The UN and the US are about to pass up their best chance to halt the bloodshed in Israel-Palestine. The UN needs to increase its role, but the US is forcing it to scale back. Rather than deploying an armed protection force with a defined political mission, the UN is being limited to an unarmed observer team whose goals are far from clear. Such proposals misdiagnose the problem and may even make matters worse.

The current conflict is a political crisis not a security crisis. But Israel and the US persist in framing the situation as street riots rather than as an uprising against foreign occupation. This is like the Chinese government which still views the Tiananmen Square massacre as a case of poor crowd control--a few tanks with faulty brakes and some students that got in the way.

The Palestinians want their land back. They are sending a clear message that the peace process must be based on long-established principles of international law, but the US is not listening. Fearful of losing its monopoly on Middle East diplomacy, the US is watering down the international peacekeepers proposals.
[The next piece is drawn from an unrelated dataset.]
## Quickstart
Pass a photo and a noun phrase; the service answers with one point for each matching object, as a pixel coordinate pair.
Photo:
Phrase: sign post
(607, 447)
Only with hands untied can the UN address the fundamental political causes of the recent explosion.

The Oslo process is dead. It promised an end to the occupation. Instead it produced 50,000 new settlers and 1,000 more Palestinian homes bulldozed. It pledged a sovereign Palestinian state but left all infrastructure (electricity, telecommunications, gas, water) in Israeli hands. The Oslo formula provided land in pieces not land for peace. The Palestinian state it proposed was an archipelago with no free internal passage and surrounded by a sea of Israeli settlements, bypass roads and military checkpoints. Its no surprise the Camp David talks collapsed. The Palestinians demanded their home back, and Israel offered rooms for rent with police stationed in every hallway.

The Israelis want and deserve security. But to get it they must establish clear and just borders. Expanding settlements make that impossible. Each new settler planted in Palestinian territory requires Israel to deploy a fleet of soldiers around him, pulling the Israeli army further and further away from their own land. To increase security for all, the UN must help implement Israels withdrawal to its 1967 borders. That means an international force with teeth and a clear political mandate.
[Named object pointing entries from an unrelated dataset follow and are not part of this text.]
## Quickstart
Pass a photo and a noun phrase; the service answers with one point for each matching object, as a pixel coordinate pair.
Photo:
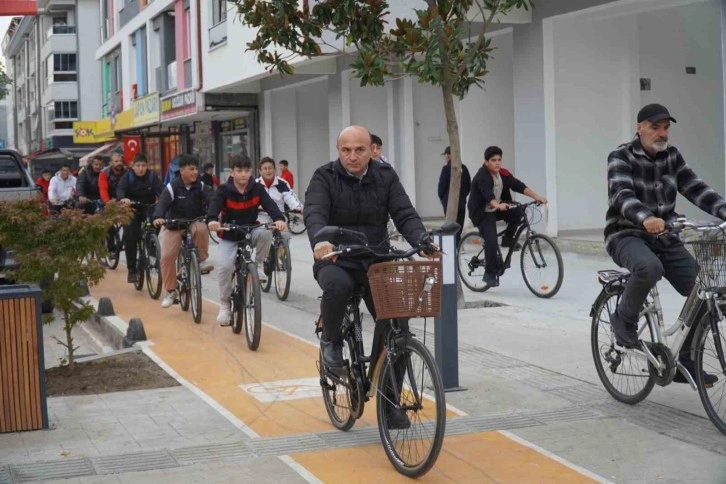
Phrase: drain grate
(140, 461)
(206, 453)
(41, 471)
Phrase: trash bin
(22, 367)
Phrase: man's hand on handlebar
(654, 225)
(322, 249)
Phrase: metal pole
(446, 333)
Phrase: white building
(563, 91)
(50, 60)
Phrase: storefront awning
(100, 151)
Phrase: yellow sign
(91, 132)
(146, 109)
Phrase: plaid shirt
(640, 186)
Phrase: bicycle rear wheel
(624, 375)
(153, 265)
(140, 267)
(252, 308)
(182, 285)
(195, 287)
(542, 266)
(339, 398)
(711, 347)
(295, 223)
(470, 261)
(412, 429)
(283, 269)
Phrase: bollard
(105, 307)
(446, 333)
The Israeli government must end the economic inducements for settlers to move into the Palestinian territories. These inducements violate international law as well as the Oslo agreements in which Israel agreed to freeze settlements. Last year, the Israeli organization Peace Now released a poll indicating that 53% of West Bank settlers had moved to the occupied territories for non-ideological reasons: cheap housing, great views and income tax rebates. Nearly 34% of the settlers were prepared to evacuate in return for reasonable compensation. The UN and the US must facilitate this withdrawal.
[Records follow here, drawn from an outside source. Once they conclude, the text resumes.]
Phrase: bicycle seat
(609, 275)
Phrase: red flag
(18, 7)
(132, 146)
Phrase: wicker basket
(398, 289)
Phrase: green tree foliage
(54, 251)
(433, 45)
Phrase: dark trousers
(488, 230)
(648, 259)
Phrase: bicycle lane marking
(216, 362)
The case of Hebron is informative. Over 2000 Israeli soldiers guard 400 militant settlers planted in the center of this Palestinian town. In 1994, an Israeli settler killed 29 Palestinians. By 1997, tensions had mounted again and the UN deployed an observer team in Hebron. Unarmed and lacking a clear mission, this UN team has submitted numerous reports but done little else. The settlement continues to grow, and in the last two months at least 19 Palestinians have died in Hebron. Two weeks ago it was reported that Hebron settlers opened fire on the convoy of Mary Robinson, UN High Commissioner for Human Rights.

The Palestinians do not need observers, they need protectors. Had the UN sent only observers to East Timor, those massacres would still be occurring. Israel is in flagrant violation of international law. The settlements are expanding and the killing is accelerating. With the crime still in progress, the UN must dispatch a cops not photographers to the scene.